Le calcul IA bute de plus en plus sur un problème banal en apparence : déplacer les données coûte désormais presque autant que les traiter. Avec son premier SoC IMC en 22 nm validé en silicium, TetraMem montre qu’une autre voie commence à sortir du laboratoire.
Une étape industrielle pour la RRAM analogique
TetraMem, société californienne spécialisée dans l’analog in-memory computing, a officialisé le tape-out, la fabrication et la validation initiale de son MLX200, un SoC d’IMC analogique basé sur de la multi-level RRAM en 22 nm. Le jalon est loin d’être anecdotique : il rapproche une architecture encore émergente d’un usage commercial concret.
L’idée reste la même, mais son exécution compte ici davantage que le concept. Au lieu de séparer mémoire et calcul, l’IMC analogique exécute les opérations directement dans les matrices mémoire, ce qui réduit fortement les mouvements de données, la consommation et les contraintes thermiques qui pèsent sur les systèmes IA modernes.
Le MLX200 combine des matrices RRAM multi-niveaux avec des moteurs de calcul mixed-signal afin d’accélérer les opérations vector-matrice dans la mémoire elle-même. TetraMem insiste aussi sur la compatibilité avec des procédés CMOS avancés, point critique si l’on veut dépasser le stade de la démonstration académique.
TSMC 22 nm, multi-niveaux et premiers résultats silicium
La société précise que sa technologie de multi-level RRAM a été démontrée sur le procédé TSMC 22 nm. Parmi les caractéristiques mises en avant : une compatibilité CMOS avec une complexité de procédé additionnelle limitée, un fonctionnement à basse tension et faible courant, ainsi que des propriétés de rétention, d’endurance et de stockage multi-niveaux jugées suffisantes pour des déploiements pratiques.

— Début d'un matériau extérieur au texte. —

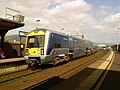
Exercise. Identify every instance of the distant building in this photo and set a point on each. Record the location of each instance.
(100, 46)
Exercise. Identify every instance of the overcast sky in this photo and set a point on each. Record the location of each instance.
(98, 20)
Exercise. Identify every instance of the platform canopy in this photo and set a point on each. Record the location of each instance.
(6, 25)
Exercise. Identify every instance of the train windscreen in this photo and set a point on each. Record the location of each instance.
(35, 41)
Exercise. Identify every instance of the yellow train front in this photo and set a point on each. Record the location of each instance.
(45, 46)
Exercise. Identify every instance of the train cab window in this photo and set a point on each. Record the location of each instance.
(35, 41)
(40, 41)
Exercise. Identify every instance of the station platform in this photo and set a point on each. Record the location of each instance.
(101, 75)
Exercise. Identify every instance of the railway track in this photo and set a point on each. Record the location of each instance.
(25, 77)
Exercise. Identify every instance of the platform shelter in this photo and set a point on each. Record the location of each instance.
(5, 26)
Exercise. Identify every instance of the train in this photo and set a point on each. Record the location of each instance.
(44, 46)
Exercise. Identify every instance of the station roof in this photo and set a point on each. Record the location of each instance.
(6, 25)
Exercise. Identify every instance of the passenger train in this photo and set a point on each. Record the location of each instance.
(44, 46)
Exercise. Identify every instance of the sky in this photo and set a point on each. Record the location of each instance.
(98, 20)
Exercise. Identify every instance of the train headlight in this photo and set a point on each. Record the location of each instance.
(42, 51)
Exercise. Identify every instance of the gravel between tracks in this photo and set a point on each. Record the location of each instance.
(44, 74)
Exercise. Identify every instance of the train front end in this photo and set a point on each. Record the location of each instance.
(35, 48)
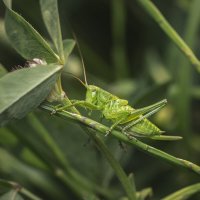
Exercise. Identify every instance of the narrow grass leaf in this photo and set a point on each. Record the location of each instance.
(68, 45)
(26, 40)
(23, 90)
(11, 195)
(3, 70)
(184, 193)
(49, 10)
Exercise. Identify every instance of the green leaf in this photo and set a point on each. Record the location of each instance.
(23, 90)
(49, 9)
(184, 193)
(3, 71)
(11, 195)
(26, 40)
(68, 45)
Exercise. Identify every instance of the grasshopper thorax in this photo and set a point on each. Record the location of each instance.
(97, 96)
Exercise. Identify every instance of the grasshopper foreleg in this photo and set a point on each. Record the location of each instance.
(83, 104)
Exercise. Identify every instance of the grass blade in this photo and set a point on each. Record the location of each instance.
(26, 40)
(184, 193)
(49, 9)
(20, 97)
(170, 32)
(68, 45)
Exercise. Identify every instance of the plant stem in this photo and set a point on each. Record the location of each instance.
(169, 30)
(184, 77)
(140, 145)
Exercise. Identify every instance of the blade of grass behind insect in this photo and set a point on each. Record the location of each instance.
(11, 166)
(36, 144)
(80, 180)
(118, 22)
(184, 193)
(137, 143)
(26, 40)
(3, 70)
(68, 45)
(11, 195)
(20, 189)
(154, 12)
(184, 78)
(20, 97)
(49, 10)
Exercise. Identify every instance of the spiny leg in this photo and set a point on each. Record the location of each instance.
(79, 103)
(140, 119)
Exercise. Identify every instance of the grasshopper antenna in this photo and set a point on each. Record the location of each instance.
(82, 61)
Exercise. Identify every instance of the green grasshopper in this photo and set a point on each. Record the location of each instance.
(124, 117)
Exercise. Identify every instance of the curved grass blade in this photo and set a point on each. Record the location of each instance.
(49, 10)
(184, 193)
(23, 90)
(3, 70)
(11, 195)
(26, 40)
(68, 46)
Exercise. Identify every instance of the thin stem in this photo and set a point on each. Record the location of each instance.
(137, 143)
(169, 30)
(127, 185)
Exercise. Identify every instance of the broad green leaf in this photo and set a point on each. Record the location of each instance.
(49, 10)
(8, 3)
(11, 195)
(184, 193)
(23, 90)
(26, 40)
(3, 71)
(68, 46)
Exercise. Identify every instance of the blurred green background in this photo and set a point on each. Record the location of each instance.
(126, 53)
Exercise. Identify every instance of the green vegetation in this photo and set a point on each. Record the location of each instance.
(130, 49)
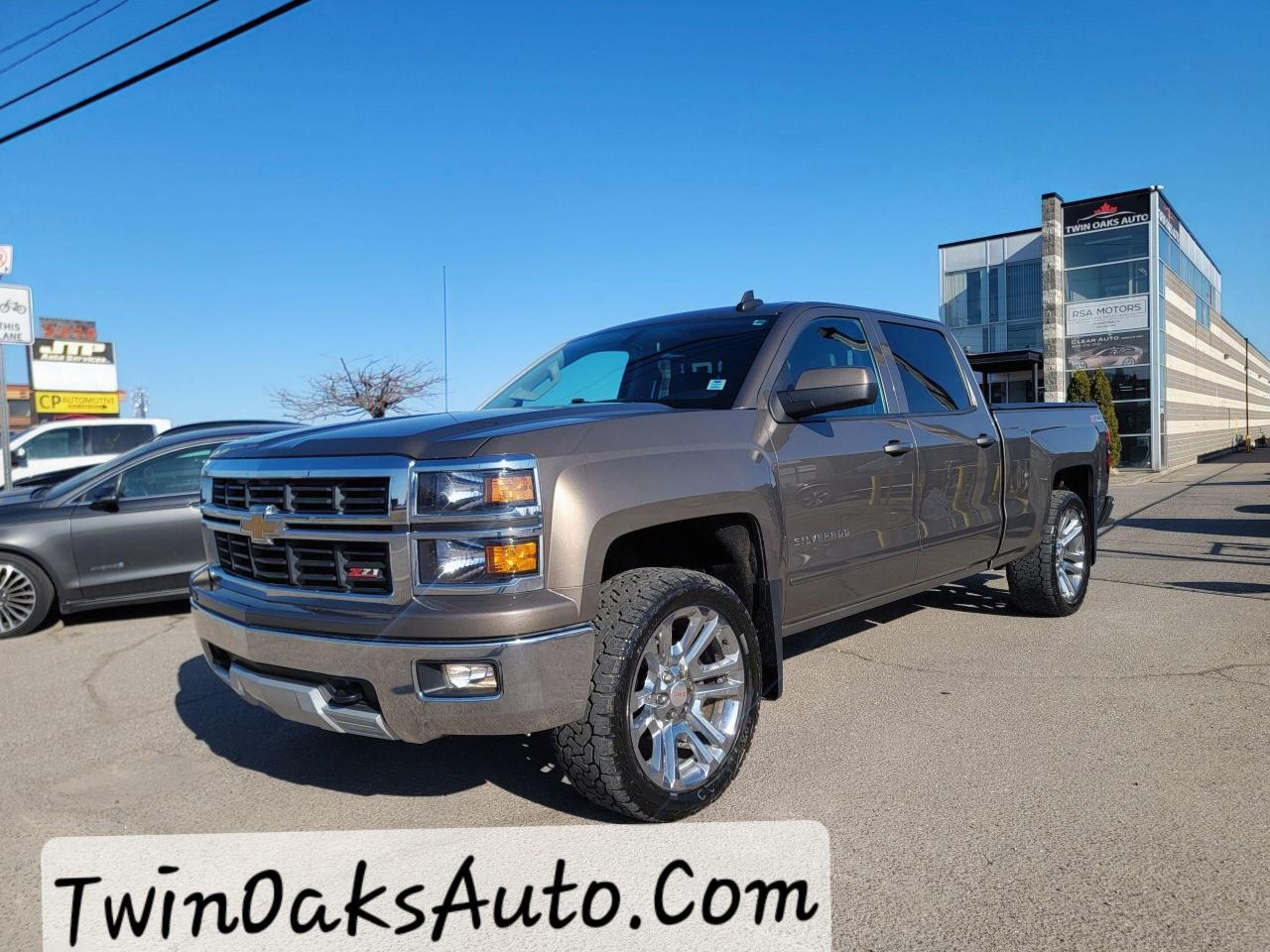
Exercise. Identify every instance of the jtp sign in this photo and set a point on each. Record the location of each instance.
(16, 315)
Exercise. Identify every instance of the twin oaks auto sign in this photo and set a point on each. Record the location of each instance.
(1102, 213)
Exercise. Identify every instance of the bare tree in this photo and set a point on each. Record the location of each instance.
(372, 388)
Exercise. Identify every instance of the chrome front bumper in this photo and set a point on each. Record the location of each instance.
(544, 679)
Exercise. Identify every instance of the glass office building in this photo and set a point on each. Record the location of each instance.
(1115, 284)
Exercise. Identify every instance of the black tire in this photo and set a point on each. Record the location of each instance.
(597, 752)
(1034, 579)
(37, 594)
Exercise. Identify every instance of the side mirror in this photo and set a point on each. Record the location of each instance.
(826, 389)
(104, 497)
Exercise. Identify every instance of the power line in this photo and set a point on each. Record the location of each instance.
(55, 41)
(108, 54)
(48, 27)
(154, 70)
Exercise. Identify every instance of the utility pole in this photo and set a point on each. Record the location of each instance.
(1247, 428)
(444, 336)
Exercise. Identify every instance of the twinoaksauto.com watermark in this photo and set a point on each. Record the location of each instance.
(738, 887)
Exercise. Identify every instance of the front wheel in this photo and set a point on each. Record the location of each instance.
(675, 696)
(26, 595)
(1053, 578)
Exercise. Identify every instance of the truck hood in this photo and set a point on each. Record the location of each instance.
(430, 435)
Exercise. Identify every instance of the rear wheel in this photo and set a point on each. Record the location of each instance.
(675, 696)
(26, 595)
(1053, 578)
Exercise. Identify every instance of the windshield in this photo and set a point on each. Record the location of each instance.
(693, 363)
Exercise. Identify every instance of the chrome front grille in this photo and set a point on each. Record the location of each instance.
(367, 497)
(343, 527)
(349, 567)
(320, 527)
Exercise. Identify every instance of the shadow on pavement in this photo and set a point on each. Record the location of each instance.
(1225, 588)
(258, 740)
(1252, 529)
(968, 595)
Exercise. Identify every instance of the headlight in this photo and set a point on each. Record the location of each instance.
(476, 526)
(475, 492)
(444, 561)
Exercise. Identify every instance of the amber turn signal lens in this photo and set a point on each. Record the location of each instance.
(508, 489)
(512, 558)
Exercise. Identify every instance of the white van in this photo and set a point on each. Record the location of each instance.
(63, 444)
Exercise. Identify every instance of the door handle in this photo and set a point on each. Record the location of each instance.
(897, 447)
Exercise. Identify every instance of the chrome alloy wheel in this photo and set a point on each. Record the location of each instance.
(17, 598)
(1070, 555)
(686, 701)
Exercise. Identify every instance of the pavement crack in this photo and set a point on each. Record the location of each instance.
(104, 660)
(1222, 671)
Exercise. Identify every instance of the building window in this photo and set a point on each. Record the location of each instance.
(1103, 246)
(1023, 293)
(1109, 281)
(1134, 452)
(962, 298)
(1134, 416)
(1206, 298)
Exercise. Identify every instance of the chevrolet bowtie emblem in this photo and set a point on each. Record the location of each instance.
(262, 525)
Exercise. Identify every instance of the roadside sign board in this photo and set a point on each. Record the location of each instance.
(67, 402)
(16, 315)
(80, 366)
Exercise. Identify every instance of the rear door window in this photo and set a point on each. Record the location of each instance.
(56, 444)
(930, 373)
(112, 439)
(169, 475)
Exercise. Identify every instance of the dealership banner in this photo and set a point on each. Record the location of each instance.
(72, 365)
(76, 403)
(1106, 350)
(1107, 316)
(762, 887)
(1102, 213)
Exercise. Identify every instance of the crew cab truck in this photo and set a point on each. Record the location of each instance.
(615, 544)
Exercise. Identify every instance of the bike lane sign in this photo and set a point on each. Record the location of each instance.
(16, 315)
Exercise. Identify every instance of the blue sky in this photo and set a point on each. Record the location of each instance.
(246, 218)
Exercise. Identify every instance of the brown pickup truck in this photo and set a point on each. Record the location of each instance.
(615, 544)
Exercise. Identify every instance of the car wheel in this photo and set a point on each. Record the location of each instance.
(1053, 578)
(675, 696)
(26, 595)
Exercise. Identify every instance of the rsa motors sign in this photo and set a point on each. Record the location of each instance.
(1109, 316)
(1082, 217)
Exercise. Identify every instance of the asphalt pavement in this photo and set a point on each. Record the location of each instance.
(989, 780)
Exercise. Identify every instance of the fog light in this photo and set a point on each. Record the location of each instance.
(470, 678)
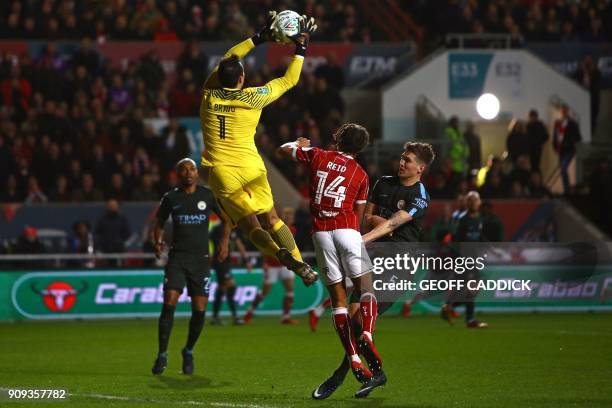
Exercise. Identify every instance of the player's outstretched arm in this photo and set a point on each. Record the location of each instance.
(290, 149)
(398, 219)
(371, 220)
(277, 87)
(266, 33)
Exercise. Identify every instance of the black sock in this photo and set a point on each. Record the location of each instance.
(343, 369)
(231, 292)
(219, 293)
(469, 311)
(166, 318)
(196, 323)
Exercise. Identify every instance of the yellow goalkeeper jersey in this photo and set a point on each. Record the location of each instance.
(229, 117)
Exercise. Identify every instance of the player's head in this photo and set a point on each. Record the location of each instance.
(187, 172)
(351, 138)
(472, 201)
(415, 159)
(231, 72)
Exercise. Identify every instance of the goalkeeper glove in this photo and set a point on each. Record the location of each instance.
(301, 39)
(268, 32)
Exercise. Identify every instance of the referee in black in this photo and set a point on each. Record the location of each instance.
(190, 206)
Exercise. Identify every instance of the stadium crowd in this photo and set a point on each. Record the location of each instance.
(534, 20)
(173, 20)
(72, 128)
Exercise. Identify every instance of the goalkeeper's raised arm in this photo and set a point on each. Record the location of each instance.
(269, 33)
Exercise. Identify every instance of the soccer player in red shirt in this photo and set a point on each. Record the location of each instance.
(338, 194)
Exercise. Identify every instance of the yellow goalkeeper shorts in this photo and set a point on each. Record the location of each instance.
(241, 191)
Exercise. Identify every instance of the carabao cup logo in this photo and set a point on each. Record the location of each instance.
(59, 296)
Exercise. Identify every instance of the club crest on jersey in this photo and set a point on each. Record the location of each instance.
(420, 203)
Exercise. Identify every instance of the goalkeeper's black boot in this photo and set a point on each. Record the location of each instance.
(160, 364)
(300, 268)
(330, 385)
(378, 380)
(187, 362)
(368, 350)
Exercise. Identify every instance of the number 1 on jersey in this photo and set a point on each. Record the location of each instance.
(221, 126)
(334, 190)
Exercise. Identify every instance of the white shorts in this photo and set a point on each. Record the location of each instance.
(271, 274)
(341, 253)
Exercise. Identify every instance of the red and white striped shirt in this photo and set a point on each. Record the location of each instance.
(337, 184)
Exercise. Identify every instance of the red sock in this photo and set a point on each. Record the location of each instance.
(342, 324)
(326, 303)
(368, 307)
(287, 304)
(256, 302)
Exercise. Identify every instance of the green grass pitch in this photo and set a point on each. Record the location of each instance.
(550, 360)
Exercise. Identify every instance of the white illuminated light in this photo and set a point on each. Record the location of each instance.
(487, 106)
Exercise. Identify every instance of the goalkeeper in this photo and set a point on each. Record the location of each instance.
(229, 115)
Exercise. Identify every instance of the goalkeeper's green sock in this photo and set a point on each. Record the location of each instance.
(263, 241)
(281, 234)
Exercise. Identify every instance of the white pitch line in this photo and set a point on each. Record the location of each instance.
(187, 402)
(154, 401)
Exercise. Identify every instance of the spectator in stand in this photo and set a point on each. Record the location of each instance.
(112, 229)
(87, 192)
(517, 191)
(443, 228)
(146, 191)
(12, 193)
(116, 189)
(185, 98)
(175, 143)
(535, 188)
(493, 188)
(518, 142)
(34, 194)
(331, 71)
(459, 149)
(16, 92)
(600, 186)
(440, 189)
(492, 226)
(537, 136)
(28, 243)
(81, 242)
(589, 76)
(194, 59)
(61, 192)
(473, 141)
(566, 134)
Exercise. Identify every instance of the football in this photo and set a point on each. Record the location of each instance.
(287, 23)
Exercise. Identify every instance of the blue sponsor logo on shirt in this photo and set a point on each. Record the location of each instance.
(191, 219)
(419, 202)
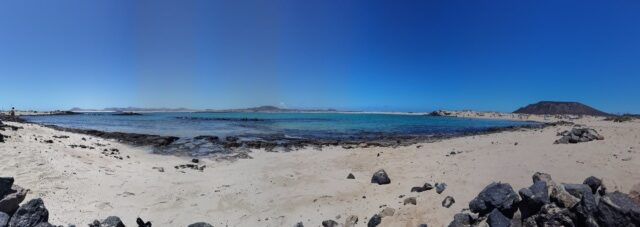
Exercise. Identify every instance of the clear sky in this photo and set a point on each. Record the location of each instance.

Les premiers résultats sur silicium montreraient un fonctionnement cohérent à l’échelle des matrices. Pour TetraMem, cela renforce la crédibilité de l’approche aussi bien pour de la mémoire non volatile embarquée que pour des usages compute-in-memory.
Une continuité avec les MX100 en 65 nm
Ce cap en 22 nm prolonge les travaux menés sur la plateforme MX100, fabriquée auparavant en TSMC 65 nm CMOS. TetraMem y avait montré des dispositifs RRAM multi-niveaux capables d’atteindre des milliers de niveaux de conductance, dans une publication Nature de mars 2023, puis des capacités de calcul analogique haute précision dans Science en février 2024.
L’entreprise explique travailler avec TSMC depuis 2019 pour faire progresser la RRAM d’un cadre de recherche vers un silicium manufacturable. Le passage au 22 nm résulte, selon elle, d’avancées conjointes sur l’intégration du procédé, l’uniformité des cellules et le co-design au niveau système.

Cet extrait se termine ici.